“We’re just being girls,” Chappell Roan tells me in the lobby of the Sheraton Hotel in Nashville, before playing a sold-out show with three drag performers as openers and thousands of young women dressed up and ready to yell pop anthems into the night. She is here in the middle of a giant U.S. tour. If you missed her, she will be back in March, opening for Olivia Rodrigo.
In just three years, 25 year old femininomenon has gone from working at a drive-thru café in Willard, Missouri to becoming a queer pop icon. “It’s just silly pop. It should feel silly,” she explains. To hear an artist say that their music is unserious feels like having the rug pulled out from underneath the music critic in all of us. It’s license to let go an have fun — a license that Chappell Roan had to give herself, as well.
Initially her music was dark and serious. She got her start incredibly young. When she was in 8th grade, she auditioned for the Christmas talent show and sang “Chestnuts Roasting on an Open Fire” and became “the girl who could sing.” Then she auditioned for America’s Got Talent and The Voice, TV shows that both rejected her. Undeterred, she started writing her own music and putting it onto YouTube. “Die Young,” a moody ballad miles away from the fun pop songs she sings now, was noticed by a couple of record labels and she flew to New York to audition. Six months later she was signed by Atlantic Records and, as a teenager, moved from her small home town in Missouri to West Hollywood all by herself.
She felt lost in L.A. Her label wasn’t supportive of the moody persona of her early work and she was not reaching an audience. Feeling lost and wondering if she should leave California and move back home, she started writing the song that would become “California.” For as destitute as she felt, the culture change was welcome. West Hollywood had drag queens, femmes, and gays, which she had never seen before and found fun and freeing. However she still couldn’t get a job, didn’t have a friend group and wasn’t making money from music. After a couple years in L.A. she packed it up and moved back to Missouri. Things were so low that she picked up a job at Scooters Coffee kiosk, working the drive-thru.

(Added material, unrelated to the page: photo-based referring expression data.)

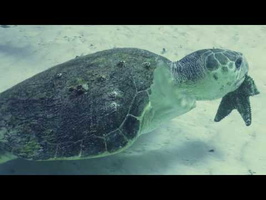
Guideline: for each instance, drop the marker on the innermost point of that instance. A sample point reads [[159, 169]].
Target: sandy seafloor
[[190, 144]]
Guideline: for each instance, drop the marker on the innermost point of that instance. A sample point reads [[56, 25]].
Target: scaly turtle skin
[[97, 105]]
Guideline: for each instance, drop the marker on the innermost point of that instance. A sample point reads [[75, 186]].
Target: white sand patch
[[190, 144]]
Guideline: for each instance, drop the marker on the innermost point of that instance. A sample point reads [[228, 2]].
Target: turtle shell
[[86, 107]]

After a season of working at Scooter’s, she said that she would give music one last shot. She stared to think about it in a less serious way. “We don’t need to think that this is life or death. There are so many times where I take myself so seriously and think that I need my music to be taken so seriously, but it doesn’t. It’s just pop music.” She thought of Chappell Roan as a drag version of herself: confident, over the top and in your face.
She wrote about the drag queens she saw in West Hollywood and released “Pink Pony Club” about dancing on a stage at the club. It’s a song about letting go of your inhibitions and giving into the night. Musically and thematically, it’s a release. Letting go allowed Chappell Roan to succeed. Vulture described it as the “Song of the Summer.” As of this writing, the song is closing in on 20 million plays on Spotify. On The Rise and Fall of a Midwest Princess Chappell Roan balances piano ballads about leaving home to achieve her dreams and lusting to meet an ex with outright bangers about the joy of starting a little drama on a Saturday night and ditching basic dudes for super-ultra-modern-girls like herself.
At her show in Nashville that night, Chappell announced a theme for the show, “Outer Space,” and hundreds of Gen Z girlies attended sporting space buns and silver glitter. They sang every word at the top of their lungs. For the encore Roan didn’t sing at all during the chorus of “Pink Pony Club.” Instead, she held the mic out to the crowd and let them give into the night, yell as loud as they could and just be girls.